The witness looked at him with his closed-off, stubborn expression; some inner struggle was apparently going on, and when he spoke it was in an almost inaudible voice.
“No,” he said, “I didn’t take it.”
There was a wave of excited murmurings over the room, and the first relay of wire-service reporters jumped up and raced downstairs to the press room with their bulletins. Behind the committee table Fred Van Ackerman drove his right fist into his left palm with an expression of triumph on his face, and at the table John DeWilton gave a disgusted snort. His colleagues, however impassively reserved judgment.
“Why did you say you took it, Mr. Gelman?” the nominee asked patiently. “Wasn’t that a lie?”
“I started to take it,” Herbert Gelman said doggedly, “because you asked me to. Then I got sick for a while and had to drop it. But we were still friends just the same, and we still did what I said yesterday.”
“Yes,” Bob Leffingwell said, looking thoughtfully through the papers before him, “you got sick. I believe you did get sick, Mr. Gelman. I, too,” he said with a little bow to Arly Richardson, “have received an airmail special-delivery letter from the president of the University of Chicago. It contains the information, Mr. Gelman, that in your senior year you suffered a nervous breakdown, were under treatment in the university hospital for two months, and had to leave school, returning to complete your senior courses a year later. Is that true?”
“Yes,” Herbert Gelman said almost inaudibly, “that’s true.”
“Speak up, Mr. Gelman,” Bob Leffingwell said savagely. “Speak up loud and clear. You were
loud enough yesterday when you were trying to destroy me. I want you to be just as noisy today while you’re destroying yourself.”
“Yes,” Herbert Gelman said loudly, “that’s true.”
“That’s good,” Bob Leffingwell told him. “Now we can all hear. So you suffered a mental breakdown.”
“It wasn’t mental,” Herbert Gelman said stubbornly. “It was just nerves.”
“Well, you draw the distinction if you care to, Mr. Gelman,” the nominee said contemptuously. “I’m sure we’ll all listen. So how much credence are we supposed to put in the word of a mentally ill individual who was mentally ill at the time I was supposed to be conspiring with him to overthrow the government? Why should we believe anything you say?”

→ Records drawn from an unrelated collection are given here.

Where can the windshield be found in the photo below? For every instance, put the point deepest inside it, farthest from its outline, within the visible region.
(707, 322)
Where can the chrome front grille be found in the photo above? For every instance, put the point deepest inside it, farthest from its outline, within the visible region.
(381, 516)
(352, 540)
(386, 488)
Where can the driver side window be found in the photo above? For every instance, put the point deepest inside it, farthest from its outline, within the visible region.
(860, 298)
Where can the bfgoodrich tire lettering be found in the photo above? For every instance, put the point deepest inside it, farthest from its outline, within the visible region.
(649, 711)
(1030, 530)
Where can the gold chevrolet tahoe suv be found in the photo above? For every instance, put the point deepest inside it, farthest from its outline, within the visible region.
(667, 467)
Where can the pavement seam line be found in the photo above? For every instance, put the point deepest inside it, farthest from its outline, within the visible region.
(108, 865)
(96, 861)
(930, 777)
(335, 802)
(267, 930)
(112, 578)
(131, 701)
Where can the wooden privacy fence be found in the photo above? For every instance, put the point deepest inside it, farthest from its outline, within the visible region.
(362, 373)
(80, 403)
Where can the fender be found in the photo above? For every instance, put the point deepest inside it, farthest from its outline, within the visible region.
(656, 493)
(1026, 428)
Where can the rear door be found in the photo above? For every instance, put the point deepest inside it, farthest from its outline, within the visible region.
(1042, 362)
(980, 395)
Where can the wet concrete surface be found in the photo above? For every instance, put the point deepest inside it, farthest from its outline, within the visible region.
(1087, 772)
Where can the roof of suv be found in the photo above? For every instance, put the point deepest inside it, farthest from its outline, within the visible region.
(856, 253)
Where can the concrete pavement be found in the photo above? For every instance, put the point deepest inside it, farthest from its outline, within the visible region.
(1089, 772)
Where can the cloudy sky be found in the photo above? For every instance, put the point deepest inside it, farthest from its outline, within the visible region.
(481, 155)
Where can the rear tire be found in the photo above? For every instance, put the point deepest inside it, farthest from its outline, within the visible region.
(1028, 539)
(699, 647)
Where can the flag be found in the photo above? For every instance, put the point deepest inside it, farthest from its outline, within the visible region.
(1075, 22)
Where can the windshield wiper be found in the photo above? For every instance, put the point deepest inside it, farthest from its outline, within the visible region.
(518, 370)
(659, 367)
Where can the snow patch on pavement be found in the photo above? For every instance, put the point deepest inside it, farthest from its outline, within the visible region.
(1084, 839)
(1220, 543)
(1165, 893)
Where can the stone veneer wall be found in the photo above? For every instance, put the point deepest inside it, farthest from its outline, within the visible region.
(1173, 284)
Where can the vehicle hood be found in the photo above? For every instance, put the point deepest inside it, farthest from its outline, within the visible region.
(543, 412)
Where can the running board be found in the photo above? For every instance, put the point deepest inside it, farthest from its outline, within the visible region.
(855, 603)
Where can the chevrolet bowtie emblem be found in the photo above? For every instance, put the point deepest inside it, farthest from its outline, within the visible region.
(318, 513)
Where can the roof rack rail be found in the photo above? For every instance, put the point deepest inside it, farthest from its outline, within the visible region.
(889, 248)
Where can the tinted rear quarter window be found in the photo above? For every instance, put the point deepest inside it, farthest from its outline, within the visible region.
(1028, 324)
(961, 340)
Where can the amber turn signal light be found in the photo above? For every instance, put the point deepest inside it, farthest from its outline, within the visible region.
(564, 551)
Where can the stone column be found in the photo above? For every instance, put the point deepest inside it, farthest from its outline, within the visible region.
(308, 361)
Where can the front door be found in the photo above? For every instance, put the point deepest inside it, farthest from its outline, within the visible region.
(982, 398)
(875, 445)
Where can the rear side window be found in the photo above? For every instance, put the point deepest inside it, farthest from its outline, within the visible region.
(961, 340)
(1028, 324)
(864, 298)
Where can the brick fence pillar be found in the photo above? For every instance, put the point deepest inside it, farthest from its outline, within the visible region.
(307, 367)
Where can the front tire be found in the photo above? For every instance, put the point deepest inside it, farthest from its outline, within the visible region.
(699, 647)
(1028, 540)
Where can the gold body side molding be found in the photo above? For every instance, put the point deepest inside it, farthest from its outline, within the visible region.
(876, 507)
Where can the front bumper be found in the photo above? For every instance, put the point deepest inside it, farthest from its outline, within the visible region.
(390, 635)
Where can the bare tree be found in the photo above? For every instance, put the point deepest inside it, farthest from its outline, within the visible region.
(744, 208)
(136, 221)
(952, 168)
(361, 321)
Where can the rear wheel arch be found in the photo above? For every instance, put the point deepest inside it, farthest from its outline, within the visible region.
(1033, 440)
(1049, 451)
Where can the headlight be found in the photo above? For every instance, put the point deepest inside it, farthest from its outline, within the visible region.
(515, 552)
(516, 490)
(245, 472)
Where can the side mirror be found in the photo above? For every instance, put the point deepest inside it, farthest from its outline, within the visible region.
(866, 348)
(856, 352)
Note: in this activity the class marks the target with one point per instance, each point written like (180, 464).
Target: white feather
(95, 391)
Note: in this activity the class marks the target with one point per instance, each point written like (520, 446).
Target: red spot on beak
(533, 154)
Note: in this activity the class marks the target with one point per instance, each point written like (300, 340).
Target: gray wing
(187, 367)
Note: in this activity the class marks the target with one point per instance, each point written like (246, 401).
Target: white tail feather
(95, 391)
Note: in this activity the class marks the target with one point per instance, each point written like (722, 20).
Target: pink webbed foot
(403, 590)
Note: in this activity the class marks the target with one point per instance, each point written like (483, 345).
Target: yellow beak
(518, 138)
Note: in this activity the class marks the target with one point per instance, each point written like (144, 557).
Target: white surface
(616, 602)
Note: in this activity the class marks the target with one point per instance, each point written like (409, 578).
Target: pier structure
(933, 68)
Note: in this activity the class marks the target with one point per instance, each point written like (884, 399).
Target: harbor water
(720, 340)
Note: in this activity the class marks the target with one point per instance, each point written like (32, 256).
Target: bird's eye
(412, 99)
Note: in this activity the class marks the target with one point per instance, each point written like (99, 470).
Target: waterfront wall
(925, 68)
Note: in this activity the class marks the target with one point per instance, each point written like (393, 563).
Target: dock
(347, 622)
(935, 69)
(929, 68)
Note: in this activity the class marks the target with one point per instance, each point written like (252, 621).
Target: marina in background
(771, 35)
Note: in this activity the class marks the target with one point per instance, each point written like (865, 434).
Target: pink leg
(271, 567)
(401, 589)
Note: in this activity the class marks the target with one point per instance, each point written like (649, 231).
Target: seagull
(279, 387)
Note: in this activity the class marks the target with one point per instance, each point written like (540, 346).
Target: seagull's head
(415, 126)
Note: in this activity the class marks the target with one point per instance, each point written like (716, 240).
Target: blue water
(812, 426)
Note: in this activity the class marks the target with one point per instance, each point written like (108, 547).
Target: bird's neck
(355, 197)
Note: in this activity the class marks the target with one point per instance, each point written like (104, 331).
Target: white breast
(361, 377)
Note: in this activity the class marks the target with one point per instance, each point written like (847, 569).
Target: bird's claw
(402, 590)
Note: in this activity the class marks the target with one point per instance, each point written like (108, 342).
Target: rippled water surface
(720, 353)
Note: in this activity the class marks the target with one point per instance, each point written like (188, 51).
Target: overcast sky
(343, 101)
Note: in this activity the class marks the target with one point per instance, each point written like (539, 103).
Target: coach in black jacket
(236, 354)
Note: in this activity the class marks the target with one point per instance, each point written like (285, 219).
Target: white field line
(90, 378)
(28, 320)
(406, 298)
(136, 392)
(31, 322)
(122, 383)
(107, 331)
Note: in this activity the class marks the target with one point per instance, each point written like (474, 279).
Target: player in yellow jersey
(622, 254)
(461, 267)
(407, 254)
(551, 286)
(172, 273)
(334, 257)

To this the witness did not reply, but instead stared at the nominee without expression until Bob Leffingwell went on.
“So you didn’t take the seminar,” he said. “You had a mental breakdown, and it’s your word against mine about these little revolutionary get-togethers of ours. Where was it you said we held them, Mr. Gelman?”
“At 2731 Carpenter Street,” Herbert Gelman said promptly. “On the second floor in that room on the left at the back.”
“You have a great talent for specific detail that might lend credibility, Mr. Gelman,” the nominee told him. “Perhaps it goes with a mind a little more—inventive, shall we say—than most. At 2731 Carpenter Street. You’re quite sure of that.”
“Pretty sure,” Herbert Gelman said slowly. “Of course I might be mistaken in a digit or two—”
“Oh, no, Mr. Gelman,” Bob Leffingwell said quickly. “Don’t try to dodge, now, just because you can see what’s coming. And don’t ever admit the possibility of your being mistaken. Your whole case here rests on the fact that it’s your word against mine, and that you, at least, never lie, are never wrong, and are never mistaken....Mr. Chairman, I wonder if the distinguished Senator from Wyoming, Mr. Van Ackerman, might be permitted to tell the subcommittee what he has told me about this magic address of 2731 Carpenter Street?”